ヨークシャーテリアは、愛玩犬としての可愛らしい体の中に狩猟犬としてのテリア気質をしっかり併せ持っており、人で例えれば綺麗だけど気の強いお姫様のようにとても魅力的な面白い犬種なのです。
2 テリア気質
ヨークシャーテリアは、可愛らしい容姿とは裏腹にしっかりとテリア気質を持った犬種だと理解して頂けたと思います。
では、テリア気質とはどんなものでしょう。
- 頭の回転が速い
- 粘り強い
- 諦めが悪い
- 頑固
- 興奮しやすい
- 勇敢
- 人への依存度が低い
- 単独で狩りをしていたので独立心が強い
テリア気質とはこのような特徴があります。
3 ヨークシャーテリアの性格
可愛い姿の中に勇敢で気の強い、興奮しやすいテリア気質を持ったヨークシャーテリアではありますが、被毛の美しさからマフ(手袋代わりに手を温める犬)として、また、皇帝や貴族の抱き犬として、愛玩犬としての改良がされた歴史から「ヨークシャーテリアは目で会話する」と言われるくらい甘えん坊な愛玩犬としての性格も持ち合わせています。また、神経質でナイーブな面も持ち合わせていて、一度気に入らないことがあるといつまでも覚えていて、かたくなにそれをしない面も持ち合わせています。
参考までに
JKCスタンダードにおけるヨークシャーテリアの性格は、用心深く、利口なトイ・テリアである。気質は安定しており、勇敢である。と記載されています。
4 血統ごとの特徴
同じヨークシャーテリアでも実は血統ごとの特徴があります。面白いことに、イギリス原産のヨークシャーテリアはイギリス人の性格に似てどちらかというと神経質で人見知りがあり、頑固なしっかりとしたテリア気質をもった犬が多く、コートも綺麗なシルキーの子が多いように感じます。
一方、アメリカのヨークシャーテリアはアメリカ人のように陽気で明るくてフレンドリーな犬が多く、コートもイギリスに比べると色々な毛質の子がいるように感じます。
☆ワンポイントアドバイス
- 犬は人間の目的に併せて改良されてきたことは理解して頂けたと思いますが、ヨークシャーテリアの性格も実は今現在もヨークシャーテリアのブリーダーの求めるものごとに犬舎ごとに性格も含め改良がされているのです。

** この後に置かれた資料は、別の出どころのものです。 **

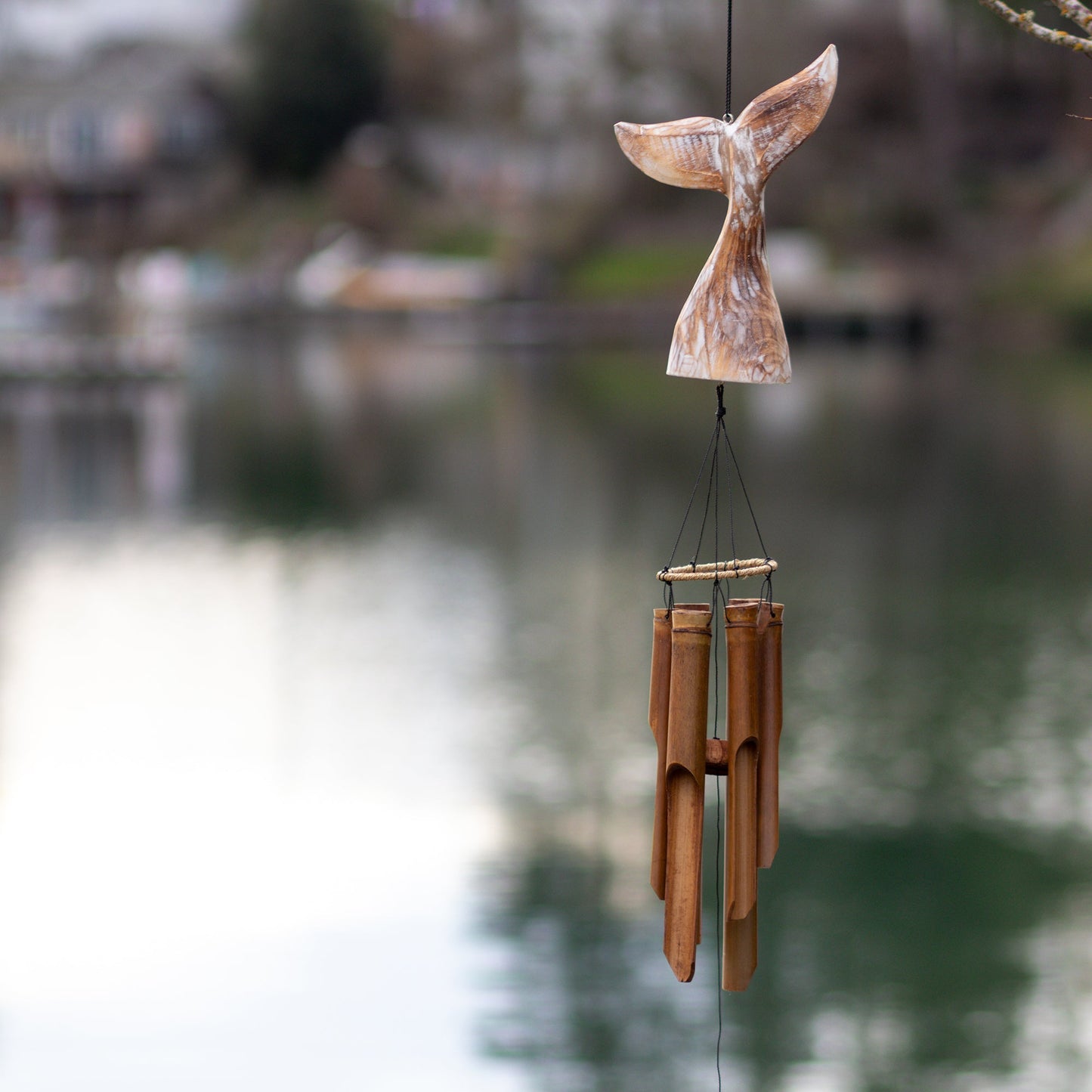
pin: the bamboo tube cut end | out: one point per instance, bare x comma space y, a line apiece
741, 951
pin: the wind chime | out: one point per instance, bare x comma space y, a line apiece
729, 330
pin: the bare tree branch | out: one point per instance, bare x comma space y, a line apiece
1077, 12
1025, 20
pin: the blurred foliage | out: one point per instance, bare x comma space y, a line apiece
316, 71
636, 271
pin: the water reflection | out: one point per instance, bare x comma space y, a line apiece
317, 533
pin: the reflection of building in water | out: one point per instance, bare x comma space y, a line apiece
92, 449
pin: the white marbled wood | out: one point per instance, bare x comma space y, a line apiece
731, 328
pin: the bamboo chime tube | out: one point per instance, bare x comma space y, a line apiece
691, 633
770, 621
659, 711
741, 620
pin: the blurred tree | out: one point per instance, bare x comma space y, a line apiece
1074, 10
316, 71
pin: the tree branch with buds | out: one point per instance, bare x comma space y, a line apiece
1072, 10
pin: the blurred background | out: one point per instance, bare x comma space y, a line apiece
336, 459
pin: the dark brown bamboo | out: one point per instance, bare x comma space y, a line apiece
741, 618
691, 633
741, 950
770, 623
659, 711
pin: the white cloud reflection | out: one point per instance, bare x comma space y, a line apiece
214, 871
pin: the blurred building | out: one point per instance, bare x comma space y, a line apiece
122, 147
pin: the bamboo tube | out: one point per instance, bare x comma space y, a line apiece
741, 618
770, 623
691, 633
741, 951
659, 709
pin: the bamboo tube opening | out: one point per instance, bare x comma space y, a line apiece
770, 719
743, 840
659, 712
691, 633
741, 951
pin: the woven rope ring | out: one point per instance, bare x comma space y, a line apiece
719, 571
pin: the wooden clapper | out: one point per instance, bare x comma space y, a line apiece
729, 330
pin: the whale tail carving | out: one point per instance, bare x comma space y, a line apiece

- 大人しい飼いやすいヨークシャーテリアにしたいというブリーダーのところの犬は同じヨークシャーテリアでもテリア気質はあったとしても他の犬舎の子に比べたら産まれた時から明らかに飼いやすい子犬である確率が高くなります。
- もし、ブリーダーから子犬を迎え入れようと検討されている方は、「この犬舎のヨークシャーテリアの性格の特徴はなんですか?」という質問をしてみると子犬選びの参考になると思います。
5 動く宝石と言われるヨークシャーテリアの被毛
今、世界中には非公認犬種を含めて700~800種類の犬種があるといわれています。
そのような、沢山の犬種の中においてもヨークシャーテリアのような綺麗な被毛をまとった犬種はいません。ヨークシャーテリアの毛は7回色が変わるといわれるくらい、生涯を通じて毛色が変化する犬種です。同じ親犬から産まれても毛質も毛色の変化も違います。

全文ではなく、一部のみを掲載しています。